In theory, CGM is a promising diagnostic method to simply and quickly arrive at a diagnosis of CAD. Schüpbach et al. determined retrospectively a sensitivity of 73% and a specificity of 87%. In the prospective part of the study, the diagnostic accuracy of CGM was 71%, significantly higher than that of resting ECG [25′]. In a smaller study, the method was tested in a cohort of 109 female patients; here, a sensitivity of 78.9% and a specificity of 87.1% were reached [36]. Sanz and Schüpbach tested 1027 patients for rhythm and T-wave amplitude with five parameters each. For roughly 700 patients with a NORM score, CGM had a sensitivity of 84% and a specificity of 90% [37]. In comparison with the present work, the studies discussed here showed a higher diagnostic accuracy of CGM. A reason for the apparently higher test quality in the latter study could be that the evaluation was performed exclusively under NORM score conditions. Thus, only results without any cardiac rhythm disturbances were included. In 2010, Huebner et al. published a meta-analysis of six studies of vector ECG and CGM. The mean sensitivity and specificity were 73 and 84%, respectively [38]. Due to the high proportion of studies using vector ECG, these results cannot be interpreted as being representative. An older study from 1988 evaluated the use of CGM during rest and exercise, similar to the present study. The results of this meanwhile outdated study showed a sensitivity and specificity of 62 and 64% under resting conditions. The second test, administered directly after exercise with a load of 50 W on a bicycle ergometer, showed an improved accuracy (sensitivity 72% and specificity 73%). The combined analysis resulted in a higher sensitivity at the cost specificity (sensitivity 78%, specificity 64%) [26]. In the present study, these values were not achieved. There was also no difference between the results obtained before and after exercise.

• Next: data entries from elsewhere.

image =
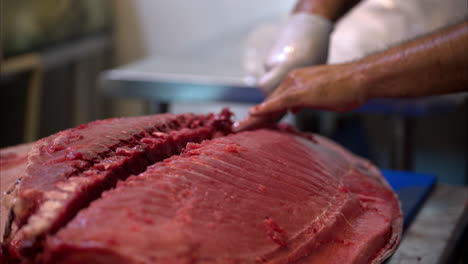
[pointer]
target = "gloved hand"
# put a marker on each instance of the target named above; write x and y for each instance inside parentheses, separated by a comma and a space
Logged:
(302, 42)
(337, 87)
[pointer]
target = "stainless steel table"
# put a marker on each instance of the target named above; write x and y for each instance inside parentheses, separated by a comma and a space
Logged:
(215, 73)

It is difficult to account for the in-part great divergence between the findings of the current study and those in the literature. Evaluation of a defined level of CAD with at least 50% coronary stenosis, as commonly found in other studies, showed little if any improvement in the results. In addition, use of the values after exercise or combined analysis with CGM did not increase the accuracy.

Compared with CGM, exercise ECG and pre-test probability had a higher specificity of 81.3% each. The value for resting ECG, 63.6%, was similar to that of resting CGM. The sensitivity was the highest for the pre-test probability, 53.1%, with the exercise and resting ECG values being comparable (52.0 and 50.0%, respectively). The sensitivity of resting (38.7%) and post-exercise CGM (41.9%) was markedly lower. In the combined analysis of CGM results sensitivity was the highest at 61.3%; however, as it had the lowest specificity (47.4%), this test would have little use in daily clinical practice. The addition of CGM to exercise ECG did not lead to an improvement in diagnostic yield.

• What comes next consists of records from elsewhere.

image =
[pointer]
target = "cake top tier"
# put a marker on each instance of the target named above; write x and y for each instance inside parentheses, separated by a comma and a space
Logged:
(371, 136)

In addition to the poor test efficiency, CGM has some technical issues. In the present study, after other exclusion criteria were considered, further four patients had to be excluded. CGM proved to be very prone to technical disturbances, and the execution of the test was not as straightforward as expected. Furthermore, the mapping of the ischemic regions [27] could not be confirmed. Whereas most of the ischemic signals were rated as unspecific, for the remaining values, there was either no information or they were localized to the wrong regions. Considering test implementation and quality, CGM appears to have even less validity than the conventional resting ECG.

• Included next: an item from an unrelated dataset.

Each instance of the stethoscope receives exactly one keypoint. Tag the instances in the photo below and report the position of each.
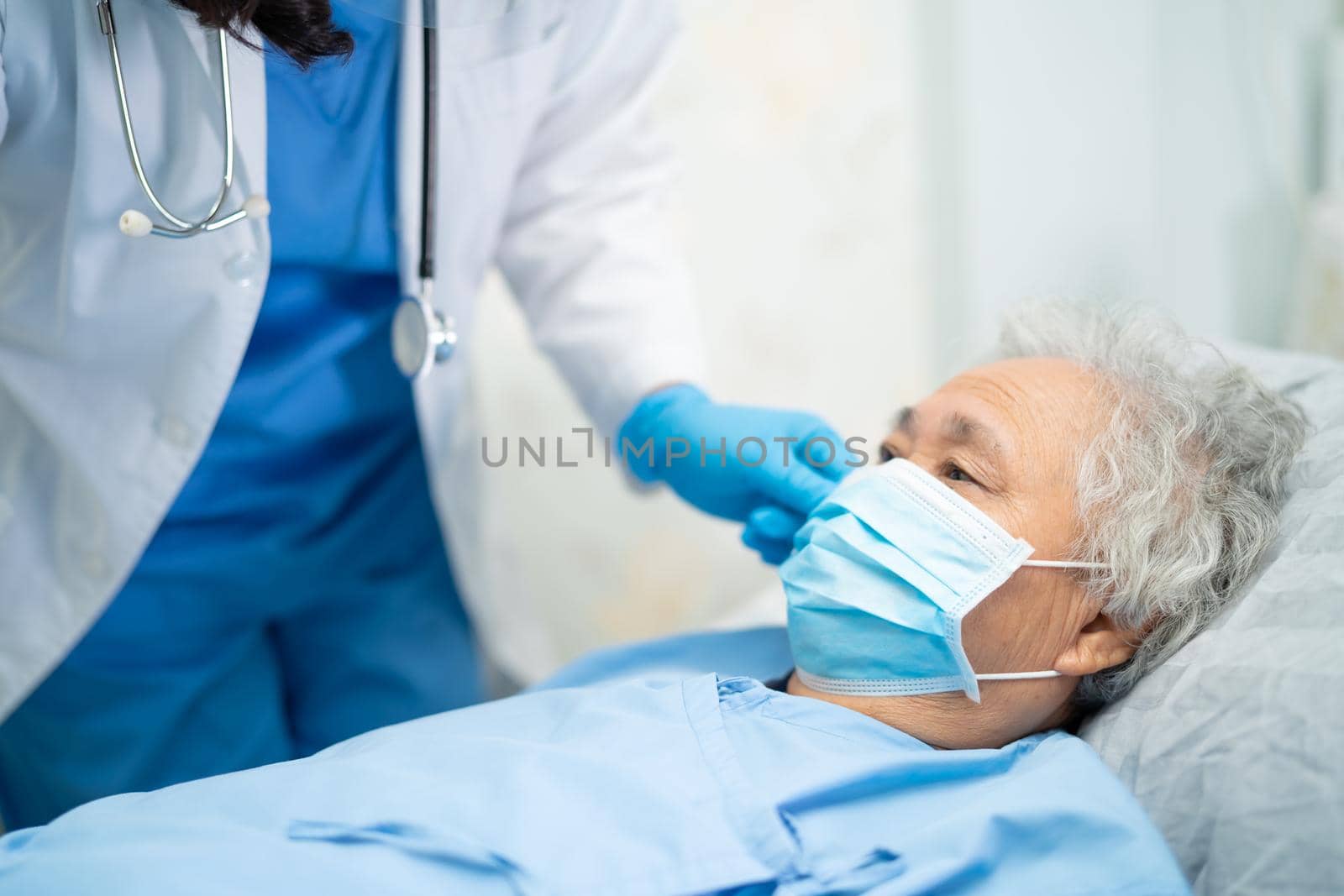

Based on our experience, CGM in its present state of development is not a meaningful method for diagnosing stable CAD. A possible source of error may be the automated analysis. Manual interpretation, however, is not objective and due to the high complexity of the test method difficult to learn.

Due to the complexity of the automated analysis, only the manufacturer of the CGM may be able to improve sensitivity and specificity by enhancing and optimizing the underlying algorithm.